Your developers are already running AI natively: Why on-device inference is the CISO’s new blind spot

Over the past 18 months, the CISO playbook for generative AI has been relatively simple: Control the browser.

Security teams hardened cloud access security broker (CASB) policies, blocking or monitoring traffic to known AI endpoints, and routing usage through authorized gateways. The operating model was clear: If sensitive data leaves the network for an external API call, we can observe, intercept, and stop it. But this model is starting to break down.

A quiet hardware change pushes the use of the large language model (LLM) to the extreme, taking it off the grid. Call it Shadow AI 2.0, or the “bring your own model” (BYOM) era: workers running competent models natively on laptops, offline, without API calls and obvious network signatures. Governance talk is still framed as “moving data to the cloud,” but more immediate enterprise risk is “unchecked output within the device.”"

Traditional data loss prevention (DLP) doesn’t see the interaction when the result happens locally. And when security can’t see it, it can’t handle it.

Why the local result suddenly becomes practical

Two years ago, running a useful LLM on a business laptop was a niche stunt. Today, this is common for technical teams.

Three things combined:

• Consumer-grade accelerators got serious: A MacBook Pro with 64GB of internal storage can often run 70B-class models at usable speeds (with practical limits on context length). What once required multiple GPU servers is now possible on a high-end laptop for many real-world workflows.

• Quantization has gone mainstream: It’s now very easy to compress models into smaller, faster formats that fit in laptop memory.

• Distribution is frictionless: Open weight models are a command away and the tools ecosystem makes “download → run → chat” irrelevant.

Result: An engineer can pull down multi-GB model artifacts, turn off Wi-Fi and run sensitive workflows locally, review source code, summarize documents, compile customer communications, and even perform exploratory analysis on regulated datasets. No outgoing packets, no proxy logs, no cloud audit trails.

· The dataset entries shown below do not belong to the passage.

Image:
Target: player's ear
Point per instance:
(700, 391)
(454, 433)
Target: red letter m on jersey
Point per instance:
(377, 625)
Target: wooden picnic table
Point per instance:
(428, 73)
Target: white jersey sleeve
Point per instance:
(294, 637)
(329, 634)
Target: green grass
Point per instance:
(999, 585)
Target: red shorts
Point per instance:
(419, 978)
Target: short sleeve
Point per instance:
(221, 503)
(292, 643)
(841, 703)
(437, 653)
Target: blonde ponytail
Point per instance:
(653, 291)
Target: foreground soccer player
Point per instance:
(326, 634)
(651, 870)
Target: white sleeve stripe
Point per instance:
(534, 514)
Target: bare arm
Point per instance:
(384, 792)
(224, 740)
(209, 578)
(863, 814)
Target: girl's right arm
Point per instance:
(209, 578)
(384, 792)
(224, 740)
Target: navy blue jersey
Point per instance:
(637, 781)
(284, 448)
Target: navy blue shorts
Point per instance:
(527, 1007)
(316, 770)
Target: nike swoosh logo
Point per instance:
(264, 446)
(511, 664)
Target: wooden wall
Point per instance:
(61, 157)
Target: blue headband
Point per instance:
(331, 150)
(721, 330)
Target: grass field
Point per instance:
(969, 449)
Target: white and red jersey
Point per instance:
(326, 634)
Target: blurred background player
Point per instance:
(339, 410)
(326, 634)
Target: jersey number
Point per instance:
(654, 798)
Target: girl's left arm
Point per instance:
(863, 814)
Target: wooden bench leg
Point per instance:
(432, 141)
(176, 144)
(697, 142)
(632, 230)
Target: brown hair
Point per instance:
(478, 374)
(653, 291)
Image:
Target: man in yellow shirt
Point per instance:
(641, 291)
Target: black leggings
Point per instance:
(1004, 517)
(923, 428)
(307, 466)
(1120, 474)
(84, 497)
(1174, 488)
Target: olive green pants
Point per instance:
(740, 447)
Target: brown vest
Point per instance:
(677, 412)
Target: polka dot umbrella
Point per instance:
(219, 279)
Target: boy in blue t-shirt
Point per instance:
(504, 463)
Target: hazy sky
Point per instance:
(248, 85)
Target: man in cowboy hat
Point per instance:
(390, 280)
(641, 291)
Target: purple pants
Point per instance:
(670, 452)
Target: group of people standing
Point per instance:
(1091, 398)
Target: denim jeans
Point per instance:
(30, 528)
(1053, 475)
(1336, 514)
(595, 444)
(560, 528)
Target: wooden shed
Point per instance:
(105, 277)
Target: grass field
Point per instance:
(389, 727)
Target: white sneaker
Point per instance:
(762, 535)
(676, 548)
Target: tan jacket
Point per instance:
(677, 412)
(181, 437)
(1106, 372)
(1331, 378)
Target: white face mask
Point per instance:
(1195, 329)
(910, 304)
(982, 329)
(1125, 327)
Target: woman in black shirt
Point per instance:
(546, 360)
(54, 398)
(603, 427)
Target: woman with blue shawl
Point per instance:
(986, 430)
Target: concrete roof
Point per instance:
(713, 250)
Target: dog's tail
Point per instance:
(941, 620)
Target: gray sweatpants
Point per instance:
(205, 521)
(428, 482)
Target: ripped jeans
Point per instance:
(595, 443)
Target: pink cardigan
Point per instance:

From a network security perspectivethis activity cannot be distinguished by “nothing happened”.

The risk is not only that data is separated from the company

If the data doesn’t leave the laptop, why should the CISO care?

Because the dominant risks are shifting from exfiltration to integrity, provenance and compliance. In practice, local output creates three types of blind spots that most businesses don’t operate on.

1. Code and decision contamination (integrity risk)

Local models are often adopted because they are fast, private and “no approval required." The downside is that they are often screened for enterprise environments.

A common scenario: A high-level developer downloads a community-tuned coding model because it compares well. They stick to internal auth logic, payment flows, or infrastructure scripts to “clean up”." The model returns a result that looks competent, compiles, and passes unit tests, but subtly compromises security (weak input checking, dangerous defaults, fragile concurrency changes, internally disallowed dependency options). The engineer undertakes the change.

If that interaction happened offline, you may have no record of the AI ​​affecting the code path at all. And when you later respond to an incident, you’ll be investigating the symptom (the vulnerability) without discovering the root cause (uncontrolled model usage).

2. Licensing and IP exposure (compliance risk)

Many high-performance models come with included licenses restrictions on commercial useresponsibilities that are inconsistent with attribute requirements, usage area limits, or proprietary product development. When employees run the models locally, that use can bypass the organization’s normal procurement and legal review process.

If a team uses a non-commercial model to create production code, documentation, or product behavior, the company may inherit the risk of later exposure during an M&A investigation, customer security investigations, or litigation. The difficult part is not only the licensing conditions, but also the lack of inventory and tracking. Without a managed model center or usage log, you won’t be able to prove what’s being used where.

3. Model supply chain exposure (source risk)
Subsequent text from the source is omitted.